Senator Brian P. Kavanagh said, "Americans increasingly live much of their lives online. Unfortunately, online activities through social media and other applications expose us to many risks, especially given the scant concern for privacy and equity that many companies have demonstrated when handling our personal data. Using social media networks to assess credit worthiness could lead to new forms of discrimination akin to redlining and other practices that have no legitimate place in our economy. I thank Assembly Member Crespo who has been a leader on this issue and passed this bill in the Assembly, and Governor Cuomo for signing it into law today—an important, proactive step to protect New Yorkers from unfair practices and ensure more accurate credit reporting."

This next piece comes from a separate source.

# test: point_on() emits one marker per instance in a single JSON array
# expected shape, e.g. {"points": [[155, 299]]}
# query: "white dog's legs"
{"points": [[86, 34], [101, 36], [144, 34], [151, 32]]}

Assembly Member Marcos A. Crespo said, "With so much of our financial stability and opportunities determined by our individual credit scores; it is crucial that fair and relevant data be used to determine such credit rating. A person's online use and search history is absolutely irrelevant to their credit worthiness. This law will protect New Yorkers from the growing threat of new credit formulas that consider online searches and posts in scoring credit. While so many New Yorkers struggle to make ends meet and/or make long term financial decisions such as the cost of college, purchasing a home or starting a new business— the fact is we must continue to take steps like this bill to ensure a level playing field for all. I thank Governor Cuomo for signing this critical legislation."
The US General Accounting Office has estimated that some 75 percent of credit scores are wrong based on incorrect information collected by credit bureaus and attached to individual credit scores. These errors and the fuzzy math used to create the credit score can impact the everyday lives of consumers when applying for jobs and schools or when finding housing.
The FICO score, a measure of consumer credit risk that has become a fixture of consumer lending in the United States, is now moving to add a consumer's social network as another variable in the more than 100 variable equation used to compute a consumer's credit score. This new law will prevent credit agencies from using this data to determine an individual's credit score, further protecting consumer right to privacy and preventing these agencies from assigning low-income consumers to lower credit scores based solely on their geography.
This law goes into effect immediately.